The Penn State course material

speaks about "a continuous variable $Y$", but also about "$Y_i$" as in $$E(Y_i) = \beta_0 + \beta_1 x_i$$ where we could regard $Y_i$, which is as amoeba called in the comments 'conditional', normally distributed,

$$Y_i \sim N(\beta_0 + \beta_1x_i,\sigma^2)$$

The article uses $Y$ and $Y_i$ interchangeably. Throughout the entire article one speaks about the 'distribution of Y', for instance:

  • when explaining some variant of GLM (binary logistic regression),

    Random component: The distribution of $Y$ is assumed to be $Binomial(n,\pi)$,...

  • in some definition

    Random Component – refers to the probability distribution of the response variable ($Y$); e.g. normal distribution for $Y$ in the linear regression, or binomial distribution for $Y$ in the binary logistic regression.

however at some other point they also refer to $Y_i$ instead of $Y$:

  • The dependent variable $Y_i$ does NOT need to be normally distributed, but it typically assumes a distribution from an exponential family (e.g. binomial, Poisson, multinomial, normal,...)

The statisticssolutions webpage

is an extremely brief, simplified, stylized description. I am not sure you should take this serious. For instance, it speaks about

..requires all variables to be multivariate normal...

so that is not just the response variable,

and also the the 'multivariate' descriptor is vague. I am not sure how to get that interpreted.

The wikipedia article

has an additional context explained in brackets:

Ordinary linear regression predicts the expected value of a given unknown quantity (the response variable, a random variable) as a linear combination of a set of observed values (predictors). This implies that a constant change in a predictor leads to a constant change in the response variable (i.e. a linear-response model). This is appropriate when the response variable has a normal distribution (intuitively, when a response variable can vary essentially indefinitely in either direction with no fixed "zero value", or more generally for any quantity that only varies by a relatively small amount, e.g. human heights).

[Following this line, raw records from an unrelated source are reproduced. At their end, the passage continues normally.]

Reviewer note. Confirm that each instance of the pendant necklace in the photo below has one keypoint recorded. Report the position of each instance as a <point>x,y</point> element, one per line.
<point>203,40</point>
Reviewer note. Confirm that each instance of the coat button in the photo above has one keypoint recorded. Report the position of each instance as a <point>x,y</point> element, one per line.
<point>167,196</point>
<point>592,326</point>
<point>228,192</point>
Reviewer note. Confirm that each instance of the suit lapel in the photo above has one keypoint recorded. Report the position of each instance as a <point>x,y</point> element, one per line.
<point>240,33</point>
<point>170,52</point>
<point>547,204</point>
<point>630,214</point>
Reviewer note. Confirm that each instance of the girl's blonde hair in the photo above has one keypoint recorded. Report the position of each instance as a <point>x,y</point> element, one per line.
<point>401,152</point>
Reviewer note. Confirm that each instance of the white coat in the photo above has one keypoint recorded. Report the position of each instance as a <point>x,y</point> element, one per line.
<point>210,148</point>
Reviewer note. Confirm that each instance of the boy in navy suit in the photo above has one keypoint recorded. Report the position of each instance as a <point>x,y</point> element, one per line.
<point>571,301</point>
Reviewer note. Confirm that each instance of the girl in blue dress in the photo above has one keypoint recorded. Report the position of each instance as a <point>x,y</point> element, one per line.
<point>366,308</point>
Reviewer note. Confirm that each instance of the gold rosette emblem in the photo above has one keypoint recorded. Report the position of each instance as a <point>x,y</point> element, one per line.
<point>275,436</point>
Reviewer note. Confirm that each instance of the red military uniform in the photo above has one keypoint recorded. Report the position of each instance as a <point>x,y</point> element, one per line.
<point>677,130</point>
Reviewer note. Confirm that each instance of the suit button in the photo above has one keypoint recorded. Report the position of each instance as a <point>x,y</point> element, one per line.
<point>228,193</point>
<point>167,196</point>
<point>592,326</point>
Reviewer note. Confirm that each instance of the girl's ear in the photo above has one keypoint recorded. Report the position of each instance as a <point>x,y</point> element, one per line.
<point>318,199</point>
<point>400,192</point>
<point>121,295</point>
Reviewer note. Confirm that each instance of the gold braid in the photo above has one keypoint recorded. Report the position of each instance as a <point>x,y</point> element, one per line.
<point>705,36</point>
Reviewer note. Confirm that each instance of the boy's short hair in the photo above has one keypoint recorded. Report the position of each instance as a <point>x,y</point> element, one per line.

This 'no fixed zero value' seems to point to the case that a linear combination $y+\epsilon$ when $\epsilon \sim N(0,\sigma)$ has an infinite domain (from minus infinity to plus infinity) whereas often many variables have some finite cut-off value (such as counts not allowing negative values).

The particular line has been added on March 8 2012, but note that the first line of the Wikipedia article still reads "a flexible generalization of ordinary linear regression that allows for response variables that have error distribution models other than a normal distribution" and is not so much (not everywhere) wrong.


Conclusion

So, based on these three examples (which indeed could generate misconceptions, or at least could be misunderstood) I would not say that "this misconception has spread". Or at least it does not seem to me that the intention of those three examples is to argue that Y must be normally distributed (although I do remember this issue has arised before here on stackexchange, the swap between normally distributed errors and normally distributed response variable is easy to make).

So, the assumption that 'Y must be normally distributed' seems to me not like a widespread believe/misconception (as in something that spreads like a red herring), but more like a common error (which is not spread but made independently each time).


Additional comment

An example of the mistake on this website is in the following question

What if residuals are normally distributed, but y is not?

I would consider this as a beginners question. It is not present in the materials like the Penn State course material, the Wikipedia website, and recently noted in the comments the book 'Extending the Linear Regression with R'.

The writers of those works do correctly understand the material. Indeed, they use phrases such as 'Y must be normally distributed', but based on the context and the used formulas you can see that they all mean 'Y, conditional on X, must be normally distributed' and not 'the marginal Y must be normally distributed'. They are not misconceiving the idea themselves, and at least the idea is not widespread among statisticians and people that write books and other course materials. But misreading their ambiguous words may indeed cause the misconception.